O deputado João Evangelista, por exemplo, que chegou a sonhar em ser o candidato da aliança governista, hoje trabalha diuturnamente para se reeleger. E sonha em voltar a presidir o legislativo estadual. Para isso, faz um esforço enorme para criar um chapão que, supostamente, daria maioria a um grupo de parlamentares que o reconduziriam. Tem o cofre da Assembléia na mão e já o vem usando às escâncaras para cabalar votos.

Talvez eleja dois a três deputados financiando suas campanhas. Não mais. O chapão que ele quer, vai se resumir a isso no plano eleitoral. Mas vai, com certeza, disseminar inveja, intriga e muita confusão. Quem não estiver na lista do chapão vai trabalhar contra ela e pode ser mais um soldado a desertar quando as coisas começarem a clarear.

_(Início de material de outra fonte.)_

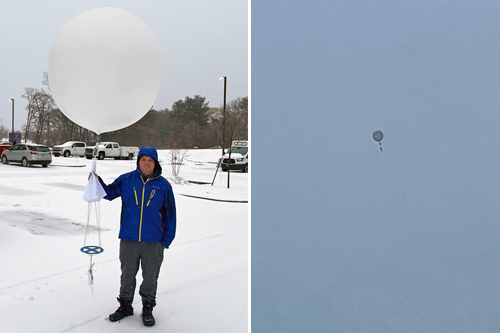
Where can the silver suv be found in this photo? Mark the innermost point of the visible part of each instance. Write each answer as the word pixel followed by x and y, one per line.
pixel 28 154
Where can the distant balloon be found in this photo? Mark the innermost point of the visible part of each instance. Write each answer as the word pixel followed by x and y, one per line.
pixel 378 136
pixel 105 69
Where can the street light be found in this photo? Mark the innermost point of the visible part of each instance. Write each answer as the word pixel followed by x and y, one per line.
pixel 11 99
pixel 223 113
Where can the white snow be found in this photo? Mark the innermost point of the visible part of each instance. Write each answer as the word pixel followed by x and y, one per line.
pixel 203 284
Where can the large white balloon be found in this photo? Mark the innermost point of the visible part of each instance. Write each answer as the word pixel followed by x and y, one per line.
pixel 105 69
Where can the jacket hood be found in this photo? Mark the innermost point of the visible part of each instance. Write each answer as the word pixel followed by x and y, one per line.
pixel 151 152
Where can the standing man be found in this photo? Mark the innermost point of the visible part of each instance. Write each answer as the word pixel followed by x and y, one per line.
pixel 147 227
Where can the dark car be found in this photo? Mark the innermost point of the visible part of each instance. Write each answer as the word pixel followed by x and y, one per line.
pixel 28 154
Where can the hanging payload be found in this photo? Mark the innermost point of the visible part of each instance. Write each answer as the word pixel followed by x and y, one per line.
pixel 378 136
pixel 93 194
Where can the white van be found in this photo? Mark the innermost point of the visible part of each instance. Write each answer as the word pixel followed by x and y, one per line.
pixel 236 158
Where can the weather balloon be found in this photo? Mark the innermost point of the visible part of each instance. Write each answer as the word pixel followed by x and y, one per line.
pixel 378 136
pixel 105 69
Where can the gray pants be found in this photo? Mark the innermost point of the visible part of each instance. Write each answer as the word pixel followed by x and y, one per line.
pixel 150 257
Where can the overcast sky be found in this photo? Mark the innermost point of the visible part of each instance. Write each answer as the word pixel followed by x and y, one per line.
pixel 201 39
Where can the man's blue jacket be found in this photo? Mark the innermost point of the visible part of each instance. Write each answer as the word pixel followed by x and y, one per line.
pixel 148 205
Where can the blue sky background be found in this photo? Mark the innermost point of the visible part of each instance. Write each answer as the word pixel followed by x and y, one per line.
pixel 346 238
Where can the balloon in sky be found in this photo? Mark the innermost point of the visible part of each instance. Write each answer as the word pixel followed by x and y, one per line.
pixel 105 69
pixel 378 136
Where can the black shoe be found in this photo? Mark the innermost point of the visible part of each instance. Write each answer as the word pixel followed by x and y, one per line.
pixel 123 311
pixel 147 314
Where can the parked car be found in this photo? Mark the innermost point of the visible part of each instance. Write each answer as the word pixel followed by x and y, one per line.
pixel 27 154
pixel 70 148
pixel 236 158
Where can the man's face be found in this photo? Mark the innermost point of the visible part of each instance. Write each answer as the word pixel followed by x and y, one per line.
pixel 147 165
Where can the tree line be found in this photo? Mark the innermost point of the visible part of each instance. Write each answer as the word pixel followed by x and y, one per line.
pixel 190 123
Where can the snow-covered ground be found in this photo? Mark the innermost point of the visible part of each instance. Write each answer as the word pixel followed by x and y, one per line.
pixel 203 285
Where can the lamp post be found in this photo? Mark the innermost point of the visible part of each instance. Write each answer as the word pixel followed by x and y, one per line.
pixel 223 113
pixel 11 99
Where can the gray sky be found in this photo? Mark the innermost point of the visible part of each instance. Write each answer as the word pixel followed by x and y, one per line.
pixel 201 40
pixel 346 238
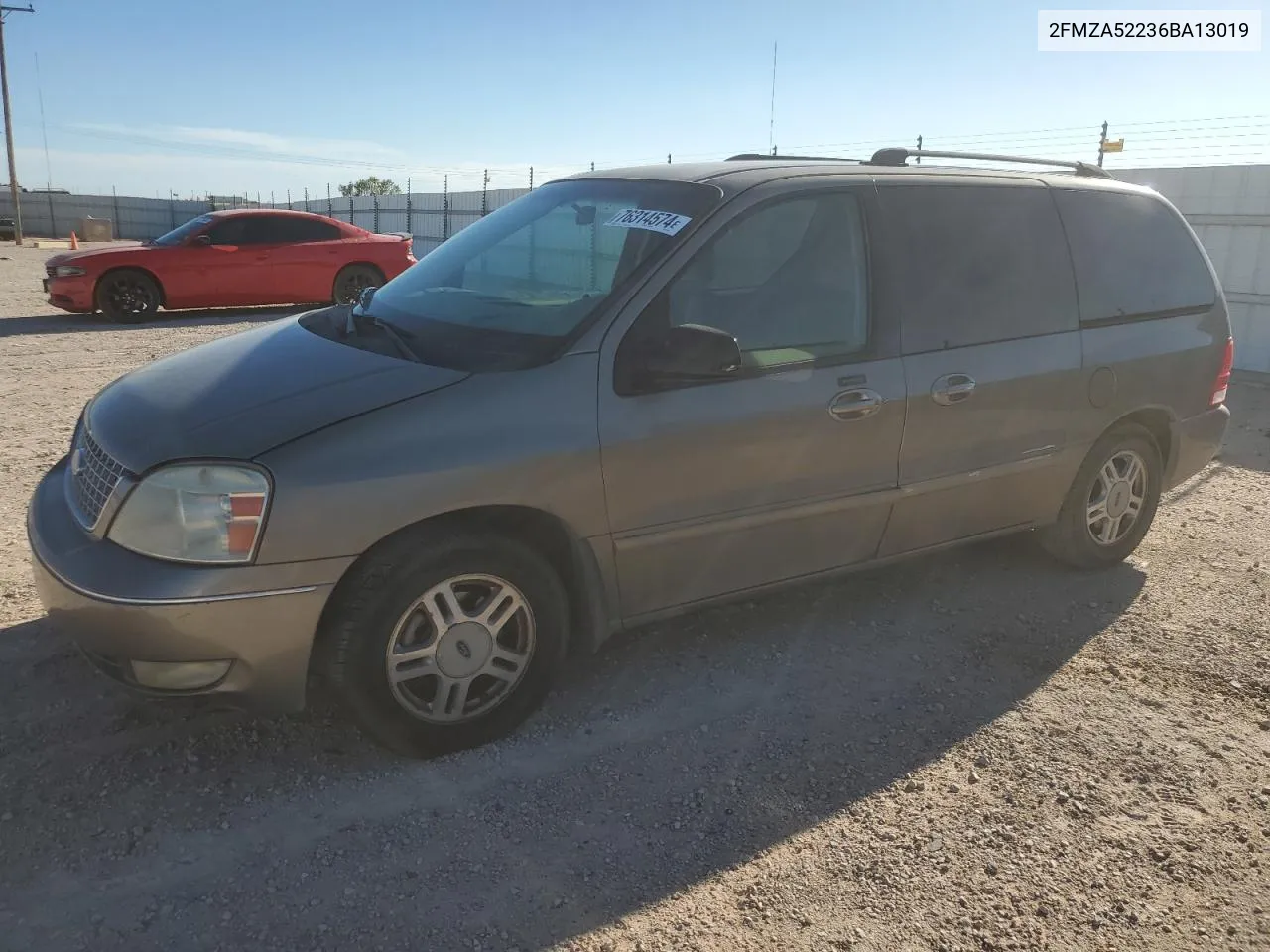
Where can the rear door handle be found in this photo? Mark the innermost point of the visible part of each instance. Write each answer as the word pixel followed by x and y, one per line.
pixel 855 405
pixel 952 389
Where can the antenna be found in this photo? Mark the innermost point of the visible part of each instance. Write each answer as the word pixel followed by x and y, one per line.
pixel 771 117
pixel 44 130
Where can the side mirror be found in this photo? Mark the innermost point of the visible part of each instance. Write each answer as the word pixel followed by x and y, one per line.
pixel 693 352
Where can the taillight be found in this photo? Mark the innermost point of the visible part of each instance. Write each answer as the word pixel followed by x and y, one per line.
pixel 1223 377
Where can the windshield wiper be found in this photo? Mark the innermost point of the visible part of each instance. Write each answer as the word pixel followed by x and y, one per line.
pixel 483 296
pixel 398 335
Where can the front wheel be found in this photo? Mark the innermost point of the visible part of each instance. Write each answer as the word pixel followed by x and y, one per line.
pixel 439 647
pixel 1111 502
pixel 127 296
pixel 353 280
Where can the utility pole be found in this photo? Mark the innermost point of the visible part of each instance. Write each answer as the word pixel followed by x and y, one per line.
pixel 8 125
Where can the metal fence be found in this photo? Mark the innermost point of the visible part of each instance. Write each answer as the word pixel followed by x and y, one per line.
pixel 431 217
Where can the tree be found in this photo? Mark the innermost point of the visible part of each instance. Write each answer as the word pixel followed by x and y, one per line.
pixel 370 185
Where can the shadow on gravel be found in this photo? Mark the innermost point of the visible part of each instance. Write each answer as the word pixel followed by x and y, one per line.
pixel 676 754
pixel 86 324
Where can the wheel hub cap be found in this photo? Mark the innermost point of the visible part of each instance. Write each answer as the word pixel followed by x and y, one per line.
pixel 1118 499
pixel 463 651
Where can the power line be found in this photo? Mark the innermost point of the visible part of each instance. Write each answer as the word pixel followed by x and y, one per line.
pixel 8 125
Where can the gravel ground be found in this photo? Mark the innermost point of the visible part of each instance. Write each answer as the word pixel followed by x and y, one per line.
pixel 969 752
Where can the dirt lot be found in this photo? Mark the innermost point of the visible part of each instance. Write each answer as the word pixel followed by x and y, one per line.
pixel 971 752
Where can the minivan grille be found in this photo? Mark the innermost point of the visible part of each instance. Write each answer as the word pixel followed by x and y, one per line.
pixel 93 477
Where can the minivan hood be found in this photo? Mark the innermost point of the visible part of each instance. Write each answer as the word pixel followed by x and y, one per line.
pixel 94 253
pixel 246 394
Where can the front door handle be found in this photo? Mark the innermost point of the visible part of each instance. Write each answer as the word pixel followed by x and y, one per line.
pixel 855 405
pixel 952 389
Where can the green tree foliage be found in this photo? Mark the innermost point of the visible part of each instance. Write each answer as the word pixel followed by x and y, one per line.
pixel 370 185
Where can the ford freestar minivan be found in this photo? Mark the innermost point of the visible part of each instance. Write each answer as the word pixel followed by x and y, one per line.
pixel 625 395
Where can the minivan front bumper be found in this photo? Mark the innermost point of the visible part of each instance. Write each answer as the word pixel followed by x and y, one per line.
pixel 122 608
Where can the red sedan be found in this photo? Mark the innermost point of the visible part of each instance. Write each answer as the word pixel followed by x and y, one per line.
pixel 227 259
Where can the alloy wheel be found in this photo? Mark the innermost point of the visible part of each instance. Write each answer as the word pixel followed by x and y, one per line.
pixel 460 649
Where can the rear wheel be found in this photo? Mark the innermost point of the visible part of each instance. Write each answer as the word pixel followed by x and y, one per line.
pixel 353 280
pixel 437 647
pixel 1111 502
pixel 127 296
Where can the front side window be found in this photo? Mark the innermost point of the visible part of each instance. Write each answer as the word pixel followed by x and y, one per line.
pixel 508 290
pixel 1133 257
pixel 788 281
pixel 230 231
pixel 183 232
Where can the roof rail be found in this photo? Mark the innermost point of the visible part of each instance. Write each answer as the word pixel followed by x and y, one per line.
pixel 753 157
pixel 897 155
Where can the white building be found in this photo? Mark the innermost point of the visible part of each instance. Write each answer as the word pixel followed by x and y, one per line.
pixel 1229 208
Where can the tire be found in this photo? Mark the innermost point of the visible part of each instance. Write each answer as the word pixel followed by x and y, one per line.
pixel 127 296
pixel 352 280
pixel 1071 538
pixel 376 611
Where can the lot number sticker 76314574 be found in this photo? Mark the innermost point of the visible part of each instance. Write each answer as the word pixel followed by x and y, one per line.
pixel 648 220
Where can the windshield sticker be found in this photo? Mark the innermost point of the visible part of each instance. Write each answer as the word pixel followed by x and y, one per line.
pixel 648 220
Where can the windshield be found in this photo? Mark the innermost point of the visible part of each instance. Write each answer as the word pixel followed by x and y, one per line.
pixel 511 289
pixel 182 232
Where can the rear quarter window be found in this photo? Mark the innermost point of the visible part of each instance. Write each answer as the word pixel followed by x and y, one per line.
pixel 1134 258
pixel 976 264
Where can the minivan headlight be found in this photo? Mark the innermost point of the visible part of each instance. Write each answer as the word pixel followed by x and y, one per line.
pixel 206 513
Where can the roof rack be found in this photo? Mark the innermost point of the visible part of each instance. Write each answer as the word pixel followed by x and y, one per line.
pixel 752 157
pixel 897 155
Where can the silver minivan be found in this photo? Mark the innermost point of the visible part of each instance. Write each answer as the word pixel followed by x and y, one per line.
pixel 630 394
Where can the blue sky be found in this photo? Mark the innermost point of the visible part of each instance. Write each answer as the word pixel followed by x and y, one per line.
pixel 235 96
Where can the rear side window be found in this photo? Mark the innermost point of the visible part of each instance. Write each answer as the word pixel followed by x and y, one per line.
pixel 303 230
pixel 974 264
pixel 1133 257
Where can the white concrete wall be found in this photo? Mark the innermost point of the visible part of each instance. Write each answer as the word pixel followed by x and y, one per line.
pixel 1229 208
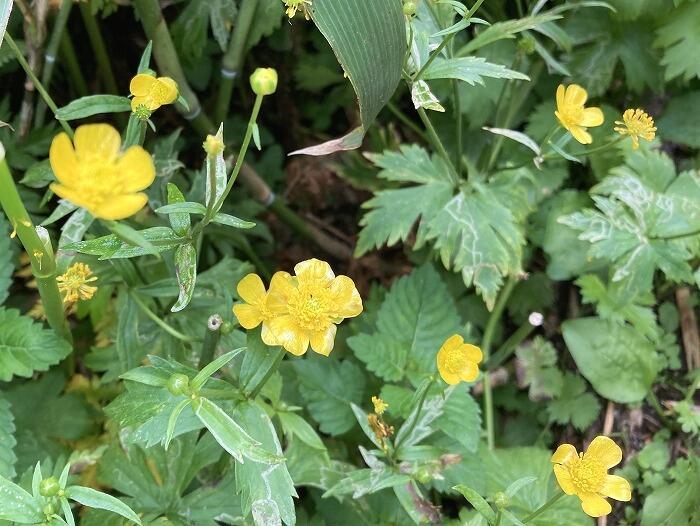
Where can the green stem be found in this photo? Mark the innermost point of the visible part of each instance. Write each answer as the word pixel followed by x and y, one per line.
pixel 50 55
pixel 544 507
pixel 40 254
pixel 104 66
pixel 233 59
pixel 486 349
pixel 37 83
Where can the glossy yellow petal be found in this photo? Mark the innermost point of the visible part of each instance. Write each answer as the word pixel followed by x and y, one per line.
pixel 97 140
pixel 604 450
pixel 617 488
pixel 594 505
pixel 120 206
pixel 592 117
pixel 249 316
pixel 63 160
pixel 251 289
pixel 136 169
pixel 322 341
pixel 564 453
pixel 564 479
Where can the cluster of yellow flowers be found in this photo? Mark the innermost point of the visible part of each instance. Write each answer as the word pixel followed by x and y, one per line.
pixel 576 118
pixel 300 310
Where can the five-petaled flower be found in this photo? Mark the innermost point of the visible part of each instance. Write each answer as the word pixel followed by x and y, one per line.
pixel 636 123
pixel 150 93
pixel 586 475
pixel 573 115
pixel 458 361
pixel 299 310
pixel 94 173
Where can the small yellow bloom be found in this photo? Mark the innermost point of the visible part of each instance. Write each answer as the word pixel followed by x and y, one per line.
pixel 573 115
pixel 93 173
pixel 307 307
pixel 379 405
pixel 254 311
pixel 151 93
pixel 636 123
pixel 73 285
pixel 586 475
pixel 458 361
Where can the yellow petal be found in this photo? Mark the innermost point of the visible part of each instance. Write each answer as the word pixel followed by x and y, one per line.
pixel 97 140
pixel 617 488
pixel 564 479
pixel 252 290
pixel 63 160
pixel 141 84
pixel 294 339
pixel 604 450
pixel 564 453
pixel 248 316
pixel 136 169
pixel 322 341
pixel 120 206
pixel 594 505
pixel 592 117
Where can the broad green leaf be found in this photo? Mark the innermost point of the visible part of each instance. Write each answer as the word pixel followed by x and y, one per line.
pixel 96 499
pixel 93 105
pixel 369 42
pixel 26 347
pixel 186 272
pixel 618 361
pixel 416 317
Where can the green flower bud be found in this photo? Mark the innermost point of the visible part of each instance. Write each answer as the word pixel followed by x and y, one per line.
pixel 264 81
pixel 178 384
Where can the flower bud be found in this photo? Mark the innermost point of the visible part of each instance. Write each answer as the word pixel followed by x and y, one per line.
pixel 264 81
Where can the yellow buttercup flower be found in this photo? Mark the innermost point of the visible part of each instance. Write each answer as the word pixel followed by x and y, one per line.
pixel 586 475
pixel 151 93
pixel 73 285
pixel 573 115
pixel 93 173
pixel 307 307
pixel 254 311
pixel 458 361
pixel 636 123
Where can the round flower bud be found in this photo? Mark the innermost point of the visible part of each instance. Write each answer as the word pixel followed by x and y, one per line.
pixel 49 487
pixel 178 384
pixel 264 81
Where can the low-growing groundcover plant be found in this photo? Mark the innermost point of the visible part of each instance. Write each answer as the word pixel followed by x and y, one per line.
pixel 347 262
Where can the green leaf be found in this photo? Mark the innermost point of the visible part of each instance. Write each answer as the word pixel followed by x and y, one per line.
pixel 93 105
pixel 96 499
pixel 416 317
pixel 618 361
pixel 370 44
pixel 328 387
pixel 186 272
pixel 26 347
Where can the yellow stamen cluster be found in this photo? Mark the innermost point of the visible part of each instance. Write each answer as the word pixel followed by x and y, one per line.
pixel 73 285
pixel 636 123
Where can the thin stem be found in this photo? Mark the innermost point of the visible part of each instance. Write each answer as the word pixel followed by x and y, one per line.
pixel 37 83
pixel 544 507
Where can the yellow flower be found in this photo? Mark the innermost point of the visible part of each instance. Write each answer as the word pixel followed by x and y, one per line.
pixel 73 285
pixel 573 115
pixel 379 405
pixel 307 307
pixel 586 475
pixel 254 311
pixel 636 123
pixel 151 93
pixel 95 175
pixel 458 361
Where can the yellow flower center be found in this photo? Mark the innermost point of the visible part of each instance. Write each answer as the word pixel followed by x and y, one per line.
pixel 587 474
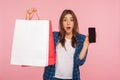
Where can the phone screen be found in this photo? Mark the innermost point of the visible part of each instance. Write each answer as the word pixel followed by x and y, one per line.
pixel 92 34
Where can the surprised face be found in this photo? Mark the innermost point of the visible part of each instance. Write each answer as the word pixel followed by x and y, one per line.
pixel 68 23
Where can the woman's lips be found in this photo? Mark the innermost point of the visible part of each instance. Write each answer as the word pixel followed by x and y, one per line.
pixel 68 28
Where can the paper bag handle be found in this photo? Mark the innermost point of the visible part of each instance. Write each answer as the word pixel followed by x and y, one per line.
pixel 28 17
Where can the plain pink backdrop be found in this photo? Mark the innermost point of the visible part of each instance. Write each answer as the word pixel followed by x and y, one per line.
pixel 103 60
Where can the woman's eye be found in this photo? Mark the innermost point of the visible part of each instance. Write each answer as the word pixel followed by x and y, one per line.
pixel 71 20
pixel 64 20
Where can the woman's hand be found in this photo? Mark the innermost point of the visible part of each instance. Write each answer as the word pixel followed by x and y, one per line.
pixel 30 13
pixel 85 47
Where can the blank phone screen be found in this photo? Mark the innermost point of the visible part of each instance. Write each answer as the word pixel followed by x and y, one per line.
pixel 92 34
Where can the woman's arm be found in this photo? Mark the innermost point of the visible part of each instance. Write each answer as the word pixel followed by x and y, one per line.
pixel 84 49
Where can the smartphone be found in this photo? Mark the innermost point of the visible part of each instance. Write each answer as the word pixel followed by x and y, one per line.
pixel 92 34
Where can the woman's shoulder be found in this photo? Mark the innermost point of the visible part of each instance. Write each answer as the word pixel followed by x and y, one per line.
pixel 79 35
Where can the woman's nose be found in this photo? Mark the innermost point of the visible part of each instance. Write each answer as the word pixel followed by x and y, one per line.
pixel 68 22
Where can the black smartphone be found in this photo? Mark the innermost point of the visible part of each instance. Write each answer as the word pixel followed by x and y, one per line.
pixel 92 34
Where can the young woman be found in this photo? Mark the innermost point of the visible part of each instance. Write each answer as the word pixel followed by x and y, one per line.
pixel 71 48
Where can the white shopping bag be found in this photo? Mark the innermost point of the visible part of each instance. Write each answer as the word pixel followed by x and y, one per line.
pixel 30 43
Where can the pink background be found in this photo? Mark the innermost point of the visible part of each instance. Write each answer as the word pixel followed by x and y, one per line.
pixel 103 60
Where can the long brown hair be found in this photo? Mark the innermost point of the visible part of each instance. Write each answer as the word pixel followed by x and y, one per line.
pixel 74 31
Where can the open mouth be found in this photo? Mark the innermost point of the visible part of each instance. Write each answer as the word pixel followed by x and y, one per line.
pixel 68 27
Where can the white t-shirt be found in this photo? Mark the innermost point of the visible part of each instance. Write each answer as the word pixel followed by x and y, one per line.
pixel 64 60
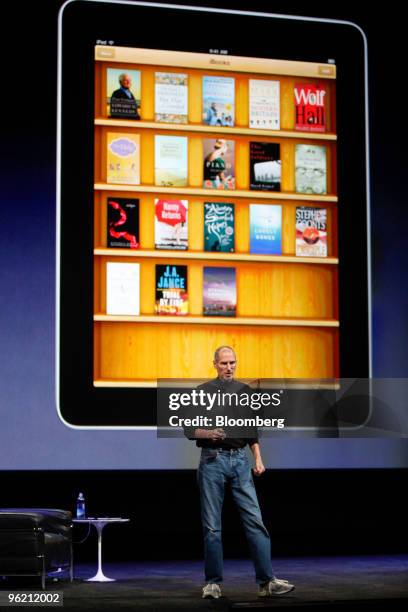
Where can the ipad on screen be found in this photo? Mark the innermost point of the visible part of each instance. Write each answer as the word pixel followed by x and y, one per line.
pixel 212 190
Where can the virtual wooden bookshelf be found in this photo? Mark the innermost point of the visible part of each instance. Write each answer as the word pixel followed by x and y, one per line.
pixel 287 320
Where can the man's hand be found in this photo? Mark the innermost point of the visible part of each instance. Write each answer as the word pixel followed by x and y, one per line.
pixel 259 467
pixel 216 434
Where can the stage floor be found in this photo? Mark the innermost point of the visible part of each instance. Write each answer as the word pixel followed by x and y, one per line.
pixel 370 582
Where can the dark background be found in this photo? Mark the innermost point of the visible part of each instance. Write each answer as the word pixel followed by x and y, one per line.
pixel 308 511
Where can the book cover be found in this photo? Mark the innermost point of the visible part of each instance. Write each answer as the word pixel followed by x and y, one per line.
pixel 171 290
pixel 171 97
pixel 219 227
pixel 311 231
pixel 265 166
pixel 219 163
pixel 122 288
pixel 219 100
pixel 171 224
pixel 310 113
pixel 123 223
pixel 265 232
pixel 220 292
pixel 170 161
pixel 310 174
pixel 264 104
pixel 123 158
pixel 123 93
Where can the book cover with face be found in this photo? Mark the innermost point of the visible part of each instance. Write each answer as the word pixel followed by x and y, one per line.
pixel 219 163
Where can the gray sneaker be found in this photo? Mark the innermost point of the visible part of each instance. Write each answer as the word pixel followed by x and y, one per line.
pixel 275 587
pixel 211 590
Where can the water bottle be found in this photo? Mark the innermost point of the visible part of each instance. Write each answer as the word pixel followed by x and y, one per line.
pixel 81 506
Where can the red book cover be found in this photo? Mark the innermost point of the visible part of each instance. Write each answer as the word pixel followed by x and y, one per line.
pixel 310 108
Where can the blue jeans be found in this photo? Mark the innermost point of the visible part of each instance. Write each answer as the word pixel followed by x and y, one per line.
pixel 216 468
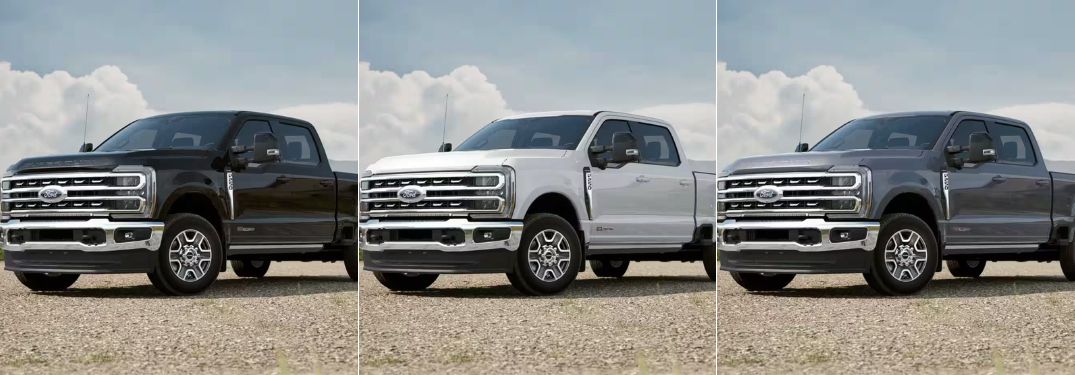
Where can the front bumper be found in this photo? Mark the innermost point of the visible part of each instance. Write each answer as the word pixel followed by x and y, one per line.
pixel 822 256
pixel 466 255
pixel 110 255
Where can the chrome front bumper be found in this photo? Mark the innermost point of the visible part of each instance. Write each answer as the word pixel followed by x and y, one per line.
pixel 466 226
pixel 156 233
pixel 825 227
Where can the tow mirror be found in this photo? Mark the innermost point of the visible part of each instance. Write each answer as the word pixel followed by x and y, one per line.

O caso mais grave de risco de recondução reside exatamente no partido do candidato que vaio concorrer com Roseana. O PDT de Jackson Lago, que tinha seis deputados ganhou mais nove. Nenhum deles identifica-se com o grupo histórico do partido e, por isso, comprometem a reeleição de deputados como Julião Amim, Rubem Brito, Mauro Bezerra, Luiz Pedro e Graça Paz, que foram eleitos no último pleito num grupo que lutou contra José Reinaldo.

Os que chegaram ameaçam suas candidaturas porque tem o compromisso do governador de apoiar suas candidaturas financeiramente e colocando a máquina do estado trabalhando a seu favor. Os históricos, que não contam com a simpatia da ala do PDT do prefeito Tadeu Palácio, ficarão com as migalhas. Vai lhes restar a tribuna para buscar os holofotes da imprensa e tentar tirar a corda do pescoço. Como se vê, será um ano difícil para turma que hoje está sob o guarda-chuva do governo.